Portugal 2020
Daqui [1998] a vinte anos [2020] vamos estar muito mais ricos." Esta frase foi dita por Vítor Constâncio, uma das vinte personalidades entrevistadas, a par de vinte jovens promessas, no ano da realização da Expo"98. Só faltou ao então professor catedrático convidado do ISEG e administrador do BPI detalhar a quem se referia, na sua visão para 2020.
A coletânea de entrevistas, intitulada Portugal 2020 (Fenda, 1999), foi uma obra realizada no âmbito do projeto Pavilhão do Território, merecendo o apoio do Ministério do Equipamento, do Planeamento e da Administração do Território.
Escreve o artista plástico e produtor cultural Leonel Moura, diretor do Pavilhão, que: "Só se consegue imaginar o possível. Como a vida das pessoas, das comunidades e do mundo é constantemente atravessada por acontecimentos inesperados e da ordem da imprevisibilidade, a previsão rigorosa do que aí vem torna-se uma tarefa condenada ao fracasso." Leonel Moura fala das contingências, das catástrofes, das inovações e dos movimentos sociais. Eu acrescentaria as estratégias políticas, cujas armas passaram a ser outras, direta ou indiretamente ligadas ao terrorismo e às doenças, como a presente pandemia, também esta considerada como uma forma de terrorismo, se as suas causas forem político-económicas.
E tudo isto cria, no presente, imprevisibilidade e medos quanto ao futuro.
Os autores/coordenadores desta publicação (Adelino Gomes, José Vítor Malheiros e Teresa de Sousa) propunham-nos "inventar o futuro", com duas décadas de intervalo, e no texto introdutório desejam ajudar a anunciar o provável e definir o que se deseja e o que se quer evitar.
Ora, na minha opinião, o fracasso destas duas décadas está precisamente neste último ponto, ou seja, o que se quer evitar.
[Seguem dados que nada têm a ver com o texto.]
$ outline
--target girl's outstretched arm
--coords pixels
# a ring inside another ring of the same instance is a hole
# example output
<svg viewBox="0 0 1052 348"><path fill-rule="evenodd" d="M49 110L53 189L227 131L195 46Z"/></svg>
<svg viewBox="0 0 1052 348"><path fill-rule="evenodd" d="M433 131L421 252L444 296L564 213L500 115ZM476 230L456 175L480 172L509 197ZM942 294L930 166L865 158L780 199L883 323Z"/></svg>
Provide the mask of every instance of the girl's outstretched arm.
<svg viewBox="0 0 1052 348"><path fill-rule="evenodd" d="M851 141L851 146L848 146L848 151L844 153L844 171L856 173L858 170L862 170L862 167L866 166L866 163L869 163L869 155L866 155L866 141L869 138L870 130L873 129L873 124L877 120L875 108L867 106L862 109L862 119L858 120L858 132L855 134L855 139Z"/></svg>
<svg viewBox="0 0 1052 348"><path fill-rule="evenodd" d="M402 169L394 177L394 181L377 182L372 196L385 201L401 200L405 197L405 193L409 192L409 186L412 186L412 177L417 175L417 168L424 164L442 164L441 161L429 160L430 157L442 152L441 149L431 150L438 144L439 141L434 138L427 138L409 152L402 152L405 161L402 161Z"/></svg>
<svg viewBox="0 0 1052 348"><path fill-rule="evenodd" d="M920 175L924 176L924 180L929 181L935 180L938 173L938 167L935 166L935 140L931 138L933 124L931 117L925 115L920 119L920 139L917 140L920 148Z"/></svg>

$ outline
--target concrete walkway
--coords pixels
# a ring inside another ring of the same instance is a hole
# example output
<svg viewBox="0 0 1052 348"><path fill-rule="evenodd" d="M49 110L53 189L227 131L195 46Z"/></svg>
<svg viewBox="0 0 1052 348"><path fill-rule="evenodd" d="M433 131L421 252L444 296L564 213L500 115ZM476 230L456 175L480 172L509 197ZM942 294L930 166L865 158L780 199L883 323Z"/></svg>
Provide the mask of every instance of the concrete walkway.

Definir escolhas, tal como defende João Caraça, pode ser uma atitude correta no quadro da prospetiva, mas tal não passa de um exercício sem contextualização e escala possíveis, face às mudanças aceleradas do mundo. Tentar evitar futuros que não desejamos, à distância de duas décadas, obriga a ter em conta acontecimentos inesperados. Ora, se estes são inesperados não podem ser datados nem mensuráveis. O que não é esperado no presente não conta no futuro planeado. E falece o planeamento.
No final da Expo"98 e do milénio, vivia-se, em Portugal, num registo esperançoso, em que se antevia o "possível": a visibilidade externa e a segurança que o euro nos permitiria, o facto de o crescimento da nossa economia se poder situar entre os quatro mais altos da União Europeia e a taxa de desemprego vir a ser a mais baixa dos Quinze (à época).
O que se passou foi que ninguém podia prever as mudanças que ocorreram em Portugal, e sobretudo no mundo, nas últimas duas décadas: as quedas de ditaduras e o surgimento de outras, as investidas árabes na conquista de território e o crescimento das economias orientais, o desflorestamento exponencial das áreas verdes de equilíbrio ecológico e ambiental, as fraudes de grupos financeiros e o culto do compadrio que devastou as finanças públicas e as dos cidadãos (de que Portugal é exemplo), a desconfiança nos políticos e as dificuldades de a cidadania se impor numa plataforma colaborativa e eficaz perante o poder político e o poder económico.
Perspetivar o futuro, nos dias que correram e que nos correm, obrigaria a um pacto mundial e, em Portugal, a uma convergência estratégica das diferentes forças democráticas.
Isto, porém, nem sequer faz parte da intuição, mas da ilusão.
Portugal 2020 foi muito diferente do desejado na obra que, em boa hora, Leonel Moura promoveu.
Escusado será fazer um "Portugal 2040", mas importa agir, e depressa, no combate eficaz à corrupção e à pobreza e exclusão social de um quarto da população portuguesa. Importa agir, e depressa, contra o crescimento anual negativo como resultado direto das práticas governativas em Portugal nos últimos 20 anos. Importa agir, e depressa, no desenvolvimento social, educacional e da instrução pública. Importa agir, e depressa, na racionalização dos dinheiros públicos, canalizando-os para as pequenas e médias empresas viáveis, que poderão assegurar emprego. Importa, e depressa, dar justiça à Justiça. Importa, e depressa, impor uma construção civil com soluções arquitetónicas e de engenharia com base em opções sustentáveis e duradouras, com materiais efetivamente adequados à qualidade de vida. Para tudo isto, importa uma convergência democrática. A bem da nação!